Le coût pour notre pays d’une sortie de l’euro dépendrait de ce que nous choisirions de faire de cette souveraineté retrouvée et disons-le. Si nous le faisons bien, nous nous en sortirons bien. Si nous faisons de mauvais choix et ceux de la facilité (comme c’est souvent le cas), les conséquences seraient sans doute dramatiques.
La sortie de notre pays de l’euro s’accompagnera-t-elle d’un protectionnisme raisonné et raisonnable permettant une réindustrialisation ?
La sortie de l’euro s’accompagnerait-elle d’un défaut partiel sur notre dette ? Car une dévaluation est un jeu à somme nulle sur notre pourcentage de dettes en tout cas en théorie. Dévaluer notre monnaie de 20 % en dévaluant notre dette de 20 % ne change rien au ratio dette du PIB. Or un défaut même partiel aura un coût diplomatique et économique fort sans parler des plumes qu’y laisseront les épargnants français.
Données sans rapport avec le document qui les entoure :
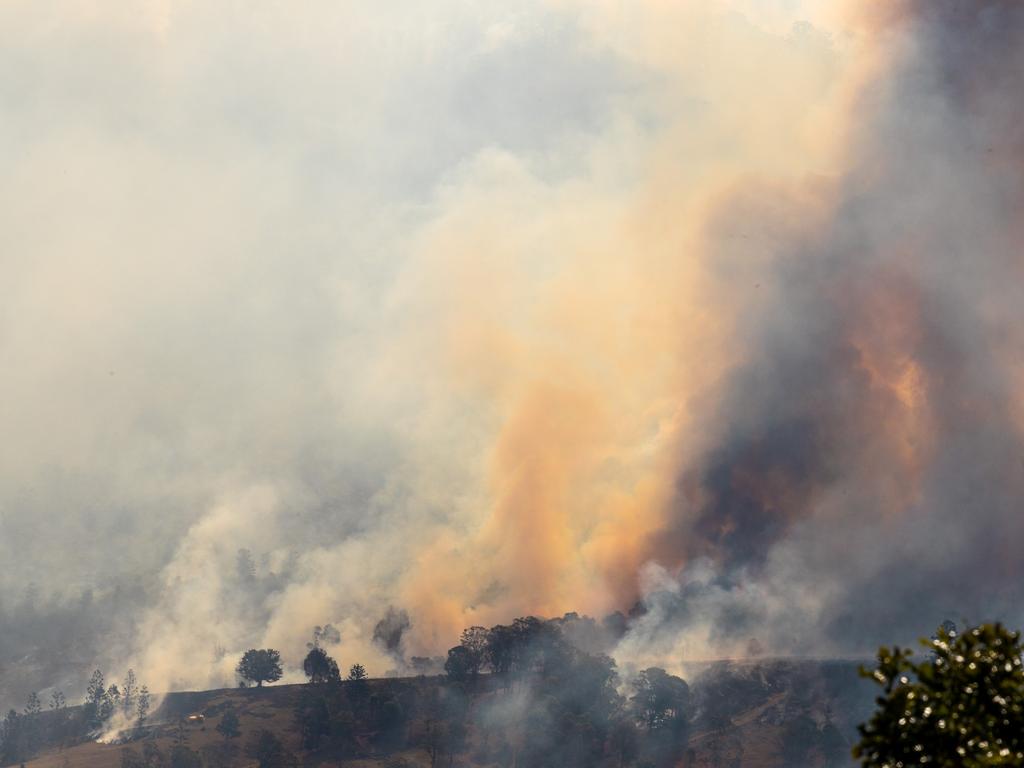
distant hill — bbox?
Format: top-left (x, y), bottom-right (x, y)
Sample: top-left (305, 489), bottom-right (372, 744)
top-left (18, 659), bottom-right (872, 768)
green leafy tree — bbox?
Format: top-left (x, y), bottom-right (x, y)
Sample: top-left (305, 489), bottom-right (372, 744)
top-left (234, 648), bottom-right (284, 688)
top-left (853, 624), bottom-right (1024, 768)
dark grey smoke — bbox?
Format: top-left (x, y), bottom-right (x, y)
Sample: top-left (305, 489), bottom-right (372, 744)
top-left (648, 0), bottom-right (1024, 652)
top-left (374, 605), bottom-right (413, 663)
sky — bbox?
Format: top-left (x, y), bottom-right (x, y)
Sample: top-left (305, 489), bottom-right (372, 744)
top-left (0, 0), bottom-right (1024, 704)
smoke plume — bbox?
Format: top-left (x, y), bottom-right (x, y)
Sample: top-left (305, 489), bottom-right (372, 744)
top-left (0, 0), bottom-right (1024, 705)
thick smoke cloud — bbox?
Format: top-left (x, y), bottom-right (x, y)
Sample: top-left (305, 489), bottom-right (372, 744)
top-left (0, 0), bottom-right (1024, 703)
top-left (627, 2), bottom-right (1024, 667)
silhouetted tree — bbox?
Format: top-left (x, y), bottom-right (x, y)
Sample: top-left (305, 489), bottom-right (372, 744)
top-left (854, 624), bottom-right (1024, 768)
top-left (135, 685), bottom-right (150, 731)
top-left (234, 648), bottom-right (284, 688)
top-left (302, 645), bottom-right (341, 683)
top-left (459, 627), bottom-right (490, 677)
top-left (121, 670), bottom-right (138, 718)
top-left (346, 664), bottom-right (370, 715)
top-left (0, 710), bottom-right (29, 765)
top-left (83, 670), bottom-right (106, 728)
top-left (631, 667), bottom-right (690, 730)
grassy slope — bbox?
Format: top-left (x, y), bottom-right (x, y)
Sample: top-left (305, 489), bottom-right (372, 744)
top-left (27, 663), bottom-right (869, 768)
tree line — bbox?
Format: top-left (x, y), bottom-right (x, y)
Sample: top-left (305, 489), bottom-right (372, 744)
top-left (0, 670), bottom-right (152, 765)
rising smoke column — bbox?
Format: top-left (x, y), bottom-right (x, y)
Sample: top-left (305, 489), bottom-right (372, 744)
top-left (618, 2), bottom-right (1024, 654)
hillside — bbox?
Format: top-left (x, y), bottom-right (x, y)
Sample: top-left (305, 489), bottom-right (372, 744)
top-left (19, 660), bottom-right (871, 768)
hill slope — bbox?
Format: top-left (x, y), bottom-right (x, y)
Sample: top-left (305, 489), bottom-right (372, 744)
top-left (19, 660), bottom-right (871, 768)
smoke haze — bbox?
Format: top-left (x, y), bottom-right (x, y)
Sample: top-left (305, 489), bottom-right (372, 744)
top-left (0, 0), bottom-right (1024, 703)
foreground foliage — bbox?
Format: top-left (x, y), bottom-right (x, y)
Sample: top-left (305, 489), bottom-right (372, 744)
top-left (854, 624), bottom-right (1024, 768)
La sortie de l’euro ne servira-t-elle qu’à pouvoir imprimer autant de billets que nécessaire ? Dans ce cas, c’est une fin à la zimbabwéenne qui nous attend et ce ne serait pas fondamentalement une bonne chose.
Vous l’aurez donc compris, la sortie de l’euro n’est pas une solution miracle et le croire c’est se tromper quelles que soient ses convictions économiques ou politiques.
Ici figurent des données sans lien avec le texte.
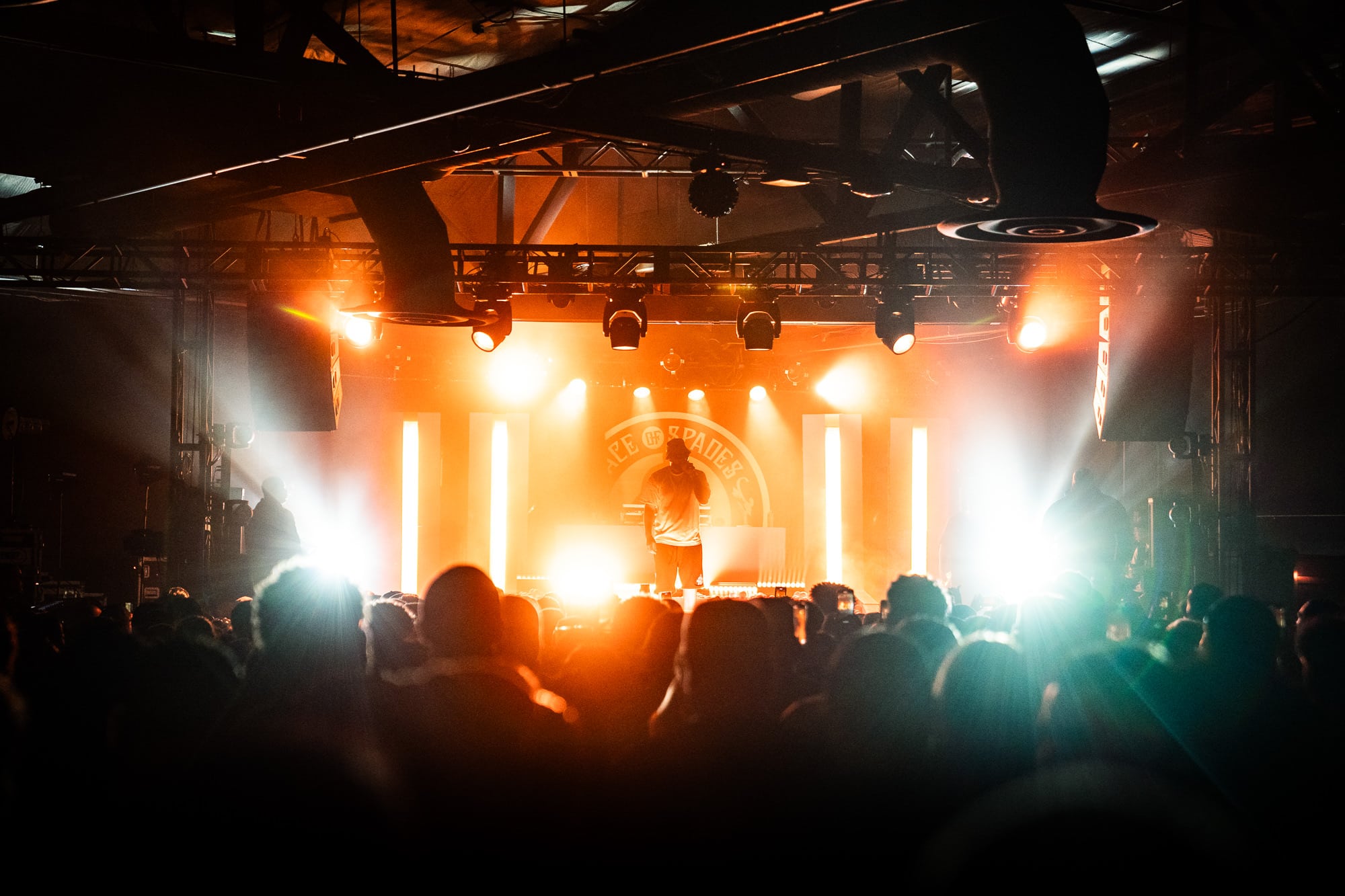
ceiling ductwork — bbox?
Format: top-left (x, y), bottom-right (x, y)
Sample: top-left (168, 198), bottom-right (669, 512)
top-left (346, 171), bottom-right (487, 327)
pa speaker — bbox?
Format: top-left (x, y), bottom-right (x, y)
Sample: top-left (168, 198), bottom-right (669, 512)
top-left (1093, 284), bottom-right (1194, 441)
top-left (247, 292), bottom-right (342, 432)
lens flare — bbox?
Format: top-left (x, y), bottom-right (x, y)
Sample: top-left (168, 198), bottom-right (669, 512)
top-left (816, 367), bottom-right (863, 406)
top-left (486, 348), bottom-right (546, 402)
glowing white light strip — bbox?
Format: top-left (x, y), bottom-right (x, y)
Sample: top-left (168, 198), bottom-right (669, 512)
top-left (491, 419), bottom-right (508, 588)
top-left (911, 426), bottom-right (929, 575)
top-left (822, 426), bottom-right (842, 581)
top-left (402, 419), bottom-right (420, 595)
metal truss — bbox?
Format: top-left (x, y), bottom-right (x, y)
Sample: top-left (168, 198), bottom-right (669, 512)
top-left (0, 237), bottom-right (1345, 324)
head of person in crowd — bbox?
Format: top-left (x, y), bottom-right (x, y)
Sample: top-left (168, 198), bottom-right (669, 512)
top-left (808, 581), bottom-right (846, 616)
top-left (888, 573), bottom-right (952, 626)
top-left (261, 477), bottom-right (289, 505)
top-left (678, 600), bottom-right (773, 721)
top-left (611, 595), bottom-right (668, 658)
top-left (1040, 643), bottom-right (1174, 768)
top-left (417, 565), bottom-right (504, 658)
top-left (933, 635), bottom-right (1041, 788)
top-left (369, 598), bottom-right (425, 671)
top-left (1185, 581), bottom-right (1224, 623)
top-left (229, 598), bottom-right (256, 643)
top-left (1201, 595), bottom-right (1279, 678)
top-left (1163, 616), bottom-right (1205, 666)
top-left (1294, 606), bottom-right (1345, 720)
top-left (824, 630), bottom-right (933, 760)
top-left (253, 560), bottom-right (364, 671)
top-left (893, 616), bottom-right (958, 672)
top-left (500, 595), bottom-right (542, 669)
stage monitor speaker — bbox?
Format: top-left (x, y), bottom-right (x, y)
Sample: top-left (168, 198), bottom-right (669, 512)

Il faudrait aussi chiffrer les coûts d’un maintien de l’euro !
Alors le débat sur le coût d’une sortie de l’euro permet d’éluder un autre débat que l’on doit avoir simultanément à savoir quel est le coût d’un maintien aux forceps de l’euro ?
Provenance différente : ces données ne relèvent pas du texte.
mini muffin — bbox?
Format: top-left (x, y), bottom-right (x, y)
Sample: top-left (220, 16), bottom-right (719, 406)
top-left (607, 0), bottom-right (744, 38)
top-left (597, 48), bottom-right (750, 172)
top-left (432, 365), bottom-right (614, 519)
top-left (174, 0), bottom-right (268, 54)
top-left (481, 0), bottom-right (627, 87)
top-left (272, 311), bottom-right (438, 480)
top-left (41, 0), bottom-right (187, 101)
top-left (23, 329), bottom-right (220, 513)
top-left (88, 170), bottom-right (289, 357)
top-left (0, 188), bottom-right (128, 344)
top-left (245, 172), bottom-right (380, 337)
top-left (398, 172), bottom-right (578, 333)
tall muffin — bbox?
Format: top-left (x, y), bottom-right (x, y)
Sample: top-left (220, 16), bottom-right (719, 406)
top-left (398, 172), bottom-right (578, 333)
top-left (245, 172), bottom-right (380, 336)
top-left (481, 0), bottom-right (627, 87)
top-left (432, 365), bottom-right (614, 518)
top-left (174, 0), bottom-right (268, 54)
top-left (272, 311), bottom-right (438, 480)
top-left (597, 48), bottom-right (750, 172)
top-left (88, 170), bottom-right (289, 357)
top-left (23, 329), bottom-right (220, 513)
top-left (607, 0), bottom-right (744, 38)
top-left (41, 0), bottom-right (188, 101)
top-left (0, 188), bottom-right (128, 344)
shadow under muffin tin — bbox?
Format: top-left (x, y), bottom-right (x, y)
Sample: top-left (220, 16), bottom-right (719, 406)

À court terme, il est évidemment moins onéreux, ce qui n’est pas le cas à moyen terme et je ne parle même pas du long terme. Disons que sur ce sujet, l’espoir des pays du Sud est que l’Allemagne finisse par arrondir les angles et permette une politique monétaire réellement plus accommodante sur le modèle de ce que fait la FED aux États-Unis… mais rien n’est moins sûr. Si l’Allemagne maintient l’étau de la rigueur et de l’austérité en Europe, l’Europe étouffera comme la Grèce et comme Chypre. Nous serons tous progressivement « grécisés » et notre épargne se fera inéluctablement chyprer !
Encore 3 ans à ce rythme et la France explosera, l’Italie aussi, sans même parler de l’Espagne. Les MES ou FESF ne seront plus suffisants et les digues seront emportées.
À l’arrivée, nous devrons sans doute assumer un double coût. D’abord celui du maintien à tout prix de l’euro, puis son explosion ce qui est le scénario catastrophe le plus coûteux. Belle affaire n’est-ce pas.
Il faudrait aussi chiffrer les gains d’une sortie de l’euro et pas que ces coûts !
Nous parlions du débat sur le coût du maintien, mais il faudrait aussi connaître les gains d’une sortie de l’euro ! Et là encore tout dépend de ce que l’on en fera car rien n’est écrit d’avance sur ce type de sujet.
Disons que la France, qui est la deuxième économie de la zone euro, pourra s’en sortir et profiter des « gains » car la dévaluation (si nous ne faisons pas n’importe quoi) devrait être relativement limitée par rapport à la monnaie allemande. Cela signifie que notre inflation importée pourrait rester gérable. Ce ne serait sans doute pas le cas des PIGS qui verraient leurs nouvelles monnaies laminées !
Mais là encore estimer les coûts d’une sortie, comme les gains, cela relève du « pifomètre » et de la politique du doigt mouillé. C’est tout simplement impossible.
Alors comment choisir lorsqu’il n’y a pas de chiffres disponibles pour aider à la décision ?
Nous en sommes là. Enfin pas nous : nous, nous subissons. Disons… eux, les chefs !
Ils doivent prendre des décisions… sans éléments pour appuyer ou étayer leurs décisions. En réalité, ils ne savent à peu près qu’une chose : combien leur coûte – et donc in fine combien nous coûte – chaque plan de sauvetage européen… mais cela ne prend pas en compte la récession, le coût social et encore moins humain.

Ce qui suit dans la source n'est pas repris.